Adolescents with Internet Addiction Disorder

In the EMDRIA Journal of EMDR Practice and Research (Volume 6, Number 2, 2012), there is an article entitled “Desensitization of Triggers and Urge Reprocessing for an Adolescent With Internet Addiction Disorder” by Hwallip Bae and Daeho Kim. Both are working in hospitals in South Korea. They state that up to 18% of children and adolescents in developed countries are affected by Internet addiction.

They provide one case study of a 13 year-old boy who was addicted to the Internet. This boy identified 7 triggers that made him want to play games on the Internet. He would play Internet games for five hours per day, and sometimes up to whole days. This was going on for four years and was impacting his education in a negative way. When his parents tried to control with situation it created constant stress in the family. With only 4 sessions of modified EMDR, the boy had success with his “level of urge to use the Internet” decreasing significantly. He was able to restrict his use to one hour per day.

They applied the DeTUR model developed by Popky to address the issue of Internet addiction, and did a research study to see what would happen with this protocol. This protocol modified the standard EMDR protocol. In the standard protocol, the therapist works with past, present, and future issues. In the DeTUR model, the therapist makes a list of triggers and finds the “level of urge to use” for each of those triggers. The work only focuses on the trigger and does not go back into past issues, unless the client during processing moves into older material. In order to modify the protocol, the therapist only works with the body sensations and level of urge to process.
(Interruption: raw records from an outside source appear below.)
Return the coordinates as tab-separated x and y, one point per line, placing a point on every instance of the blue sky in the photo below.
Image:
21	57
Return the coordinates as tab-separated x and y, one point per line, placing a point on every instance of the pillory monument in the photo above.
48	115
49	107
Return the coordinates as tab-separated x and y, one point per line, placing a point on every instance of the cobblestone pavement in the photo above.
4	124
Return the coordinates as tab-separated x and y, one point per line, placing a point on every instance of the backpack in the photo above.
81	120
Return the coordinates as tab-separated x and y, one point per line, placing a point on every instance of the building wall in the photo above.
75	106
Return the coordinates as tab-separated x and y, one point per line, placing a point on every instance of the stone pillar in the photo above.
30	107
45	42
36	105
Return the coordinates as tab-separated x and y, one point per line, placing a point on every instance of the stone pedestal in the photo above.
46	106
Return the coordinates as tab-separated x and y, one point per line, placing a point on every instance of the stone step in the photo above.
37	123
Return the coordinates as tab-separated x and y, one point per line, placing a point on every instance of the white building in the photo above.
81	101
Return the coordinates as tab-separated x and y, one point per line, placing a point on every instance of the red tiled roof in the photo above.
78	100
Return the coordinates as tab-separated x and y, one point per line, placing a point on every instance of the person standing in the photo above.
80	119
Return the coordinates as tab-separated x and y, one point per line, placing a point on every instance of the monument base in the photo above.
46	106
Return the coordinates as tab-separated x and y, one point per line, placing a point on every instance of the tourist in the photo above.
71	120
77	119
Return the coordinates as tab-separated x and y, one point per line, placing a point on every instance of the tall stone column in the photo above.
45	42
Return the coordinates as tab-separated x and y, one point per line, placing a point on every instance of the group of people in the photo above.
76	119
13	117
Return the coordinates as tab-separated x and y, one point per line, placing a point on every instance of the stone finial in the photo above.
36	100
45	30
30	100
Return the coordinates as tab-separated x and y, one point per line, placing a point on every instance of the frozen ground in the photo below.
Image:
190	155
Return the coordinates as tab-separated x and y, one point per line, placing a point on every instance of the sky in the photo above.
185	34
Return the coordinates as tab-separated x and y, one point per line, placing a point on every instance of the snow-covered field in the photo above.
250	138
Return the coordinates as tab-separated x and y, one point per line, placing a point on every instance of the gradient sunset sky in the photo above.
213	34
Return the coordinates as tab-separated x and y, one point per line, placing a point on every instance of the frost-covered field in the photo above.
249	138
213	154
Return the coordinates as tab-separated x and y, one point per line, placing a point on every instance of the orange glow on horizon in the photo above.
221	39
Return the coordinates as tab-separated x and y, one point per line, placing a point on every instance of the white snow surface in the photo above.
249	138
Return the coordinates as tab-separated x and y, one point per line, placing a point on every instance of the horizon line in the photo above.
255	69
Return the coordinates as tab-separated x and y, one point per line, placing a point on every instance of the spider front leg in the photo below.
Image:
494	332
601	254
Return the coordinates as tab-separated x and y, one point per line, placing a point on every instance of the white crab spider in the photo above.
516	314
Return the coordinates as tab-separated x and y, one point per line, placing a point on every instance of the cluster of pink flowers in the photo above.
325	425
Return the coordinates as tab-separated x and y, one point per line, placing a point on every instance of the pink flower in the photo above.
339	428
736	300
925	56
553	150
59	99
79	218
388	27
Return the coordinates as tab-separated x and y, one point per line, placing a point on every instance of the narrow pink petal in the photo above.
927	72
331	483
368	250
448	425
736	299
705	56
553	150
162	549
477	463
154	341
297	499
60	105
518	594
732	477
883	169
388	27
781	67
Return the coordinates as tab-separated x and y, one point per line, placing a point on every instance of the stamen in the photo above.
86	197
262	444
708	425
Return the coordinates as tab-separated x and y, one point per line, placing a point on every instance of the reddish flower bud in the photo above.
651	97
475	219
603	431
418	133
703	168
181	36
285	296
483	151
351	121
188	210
It follows up with future work to help integrate what was processed. Popky does note that many clients with addictions have experienced earlier trauma and that earlier trauma can be addressed with the standard EMDR protocol.

There are 12 steps to the DeTUR protocol:

  1. Rapport
  2. History, assessment and diagnosis
  3. Resource
  4. Access internal resources
  5. Positive treatment goals
  6. Associated positive States
  7. Identifying triggers
  8. Desensitize each trigger
  9. Install positive state
  10. Test and future check
  11. Closure and self-work
  12. Follow up sessions

After the four sessions, the boy in the case study above reported that he felt less of a need to play, and using a timer helped him to stop at one hour. He felt less anger having to stop. They checked in with him six months later to find that he continued to have this success, and his mother confirmed that this was true.

Since this is only one case study, it will be interesting to see if they do more research what the results would show. With teens using computers and smartphones more and more, this seems like a real problem with children and needs to be looked at seriously, and EMDR maybe an important step in helping kids control their Internet addiction.